A. The typical scenario is that you take your film to a film festival or film market. We plan to take the film to Cannes.

We'll submit to the festival, although we feel like there's virtually no chance of being accepted for the festival because it's so competitive. They tend to take films that show Americans as being really violent and scary. Natural Born Killers was a big hit at Cannes, and that's the opposite of the kind of film we're trying to make.

Q. So what would you do?

A. They have a film marketplace, which is actually larger than the festival. Assuming we're not accepted into the festival — if you got in it would be like winning the Academy Award — we will go to the film market and for a fairly reasonable investment rent a screening theater and show the film.

We'll set up three times to show the film and invite distributors who are present en masse to come and watch our film. Basically what happens is they wander in, they watch a few minutes and then wander out again. Hopefully they'll see something that they like enough to want to acquire the film for distribution.

Q. Anything else to add?

A. Nashville has a unique opportunity to expand its entertainment industry. For the music industry, we already are the Third Coast. In the entertainment industry we are not.

There is an opportunity because of the entertainment industry infrastructure that's here. Lari White lives here. She lives here because of the music industry, but she also happens to be a great actress.

We have offices of all the major talent agencies here. We have entertainment industry law firms here. Yet a sleepy burg like Wilmington, N.C., built some sound stages 20 years ago and created a whole burgeoning Third Coast film industry as a result, along with the appropriate tax incentives from the local government.

We have all the same advantages here in Tennessee plus a whole lot more. And yet to date we haven't had the vision or the great set of circumstances to really turn this into a bigger entertainment-industry town.

The thing that's driving this now is tax incentives.

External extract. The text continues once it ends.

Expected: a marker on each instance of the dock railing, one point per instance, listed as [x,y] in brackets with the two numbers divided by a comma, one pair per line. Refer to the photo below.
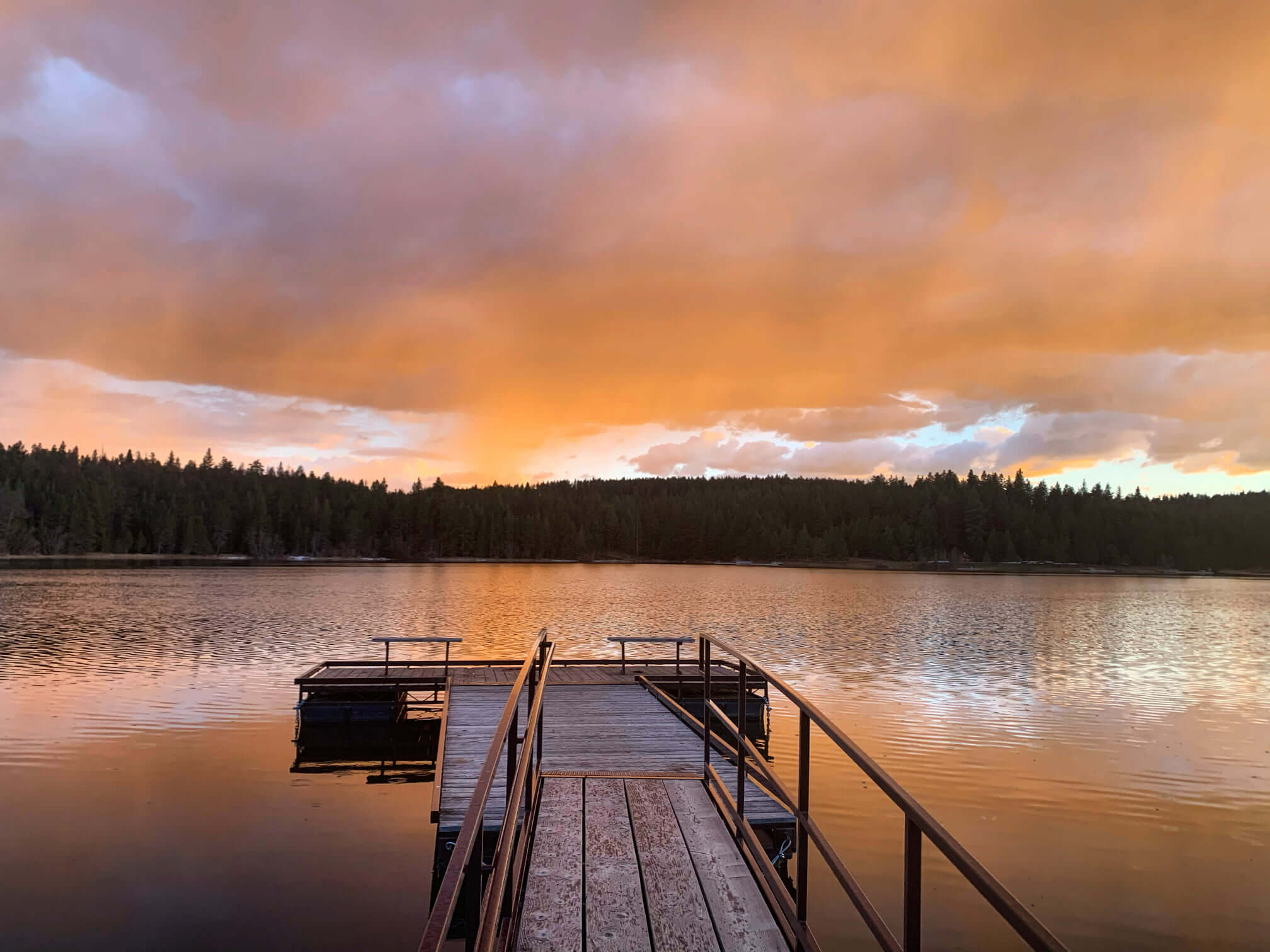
[493,892]
[918,824]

The Louisiana Legislature has just passed the most sweeping set of tax incentives of any state in 20 years. The other one is New Mexico. They're trying to compete for runaway production that leaves the United States and goes to Canada. Now it's even leaving Canada.

Cold Mountain — a $78 million movie — was shot in Romania even though the story was set in South Carolina. They looked at South Carolina but it was cheaper to take Nicole Kidman and everybody to Romania for months. There's a way to keep that production in the United States and encourage new production.